Pima just laughed. She levered the drowned girl out of the cabin and down through the canted corridors of the ship until they spilled out the hole in the hull. The girl was heavy, barely able to walk or help in any way. She might as well have been a corpse, Pima commented as she grunted and dragged the girl out. It took both of them to lower her over the side and into the lapping waters of the tide, Nailer awkwardly holding her and lowering her down into Pima’s upstretched arms, and then both of them staggering and stumbling in the increasing surf.

“Get the damn silver,” Pima grunted. “At least get that sack off. If anyone else finds the ship, we want that hidden.”

Nailer clambered back through the ship, collecting. When he stood again at the edge of the hull’s cracked hollow, Pima was standing alone in the water, foam up to her thighs. For a moment he thought she’d drowned the girl, but then he saw a flash of pale clothing on the rocks at the base of the island.

Pima grinned. “You thought I pigstuck her, didn’t you?”

“No.”

Pima just laughed. Waves sloshed around her, splashing up her dark legs, soaking her shorts. The ship creaked in the roll of the waves. “Tide’s coming,” Pima said. “Let’s get going.”

Nailer looked across the bay to where the ship-breaking yards shone in the fading sun. “We’re never going to get her back over the sand in time.”

“You want me to run for a boat?” Pima asked.

“No. I’m beat. Let’s hold here on the island and cross in the morning. Maybe we can think of some way to deal with the rest of the scavenge by then.”

Pima glanced back at the girl where she lay balled up and shivering. “Yeah, okay. She won’t care, one way or the other.” She pointed back into the ship. “But if we’re staying, let’s find what we can in there. There’s food. Plenty of other stuff. We’ll camp on the island and bring her over tomorrow.”
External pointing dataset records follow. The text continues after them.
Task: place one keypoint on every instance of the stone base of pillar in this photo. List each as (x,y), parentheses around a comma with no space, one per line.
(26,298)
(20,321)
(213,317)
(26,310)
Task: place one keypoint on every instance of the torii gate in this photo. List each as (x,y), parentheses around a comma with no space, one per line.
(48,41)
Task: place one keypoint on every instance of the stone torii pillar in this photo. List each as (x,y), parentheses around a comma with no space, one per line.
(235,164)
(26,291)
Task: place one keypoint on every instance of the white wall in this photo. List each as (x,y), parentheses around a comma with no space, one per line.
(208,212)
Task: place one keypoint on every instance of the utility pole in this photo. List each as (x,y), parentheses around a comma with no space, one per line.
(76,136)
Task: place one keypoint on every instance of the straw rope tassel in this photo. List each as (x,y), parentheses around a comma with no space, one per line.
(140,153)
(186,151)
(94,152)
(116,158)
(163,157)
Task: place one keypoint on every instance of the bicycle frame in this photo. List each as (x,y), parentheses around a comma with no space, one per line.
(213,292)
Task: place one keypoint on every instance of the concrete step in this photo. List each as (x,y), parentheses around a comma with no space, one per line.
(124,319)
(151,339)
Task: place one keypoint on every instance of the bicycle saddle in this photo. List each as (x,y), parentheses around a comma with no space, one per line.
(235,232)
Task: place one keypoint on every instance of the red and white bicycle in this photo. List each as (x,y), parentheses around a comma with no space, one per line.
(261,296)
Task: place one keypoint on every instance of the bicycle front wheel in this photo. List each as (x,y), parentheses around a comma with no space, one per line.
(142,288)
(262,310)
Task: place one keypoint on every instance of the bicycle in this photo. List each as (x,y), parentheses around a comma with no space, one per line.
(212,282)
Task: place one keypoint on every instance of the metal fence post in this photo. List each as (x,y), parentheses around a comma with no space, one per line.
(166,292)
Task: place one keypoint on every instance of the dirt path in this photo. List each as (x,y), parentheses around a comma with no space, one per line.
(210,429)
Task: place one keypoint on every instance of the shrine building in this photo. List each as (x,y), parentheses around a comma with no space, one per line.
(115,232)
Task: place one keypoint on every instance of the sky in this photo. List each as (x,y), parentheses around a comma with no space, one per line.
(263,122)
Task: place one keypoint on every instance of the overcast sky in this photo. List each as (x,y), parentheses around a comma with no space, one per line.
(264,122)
Nailer gave her a mock salute. “Good idea.”

He headed back to the pantry, hunting. He found muffins waterlogged with salt. Bruised mangoes and bananas and pomegranates, all scattered through the galley. Saltbeef that was still good and seemed to have barely been touched. A cured ham. There was so much meat he couldn’t believe it. Against his will, he was already salivating.

He dragged everything back to where the hull was cracked. He climbed down carefully, cradling everything in a net bag he found in the galley. The water was getting deeper, all right. It tugged and drew at him as he slogged out of the surf, keeping the food high. After ferrying everything from the ship, he noticed their rescued girl shivering and went back to the ship again. It was almost dark inside now. He found blankets of rich wool, damp but still warm, and dragged them out with the rest of the scavenge.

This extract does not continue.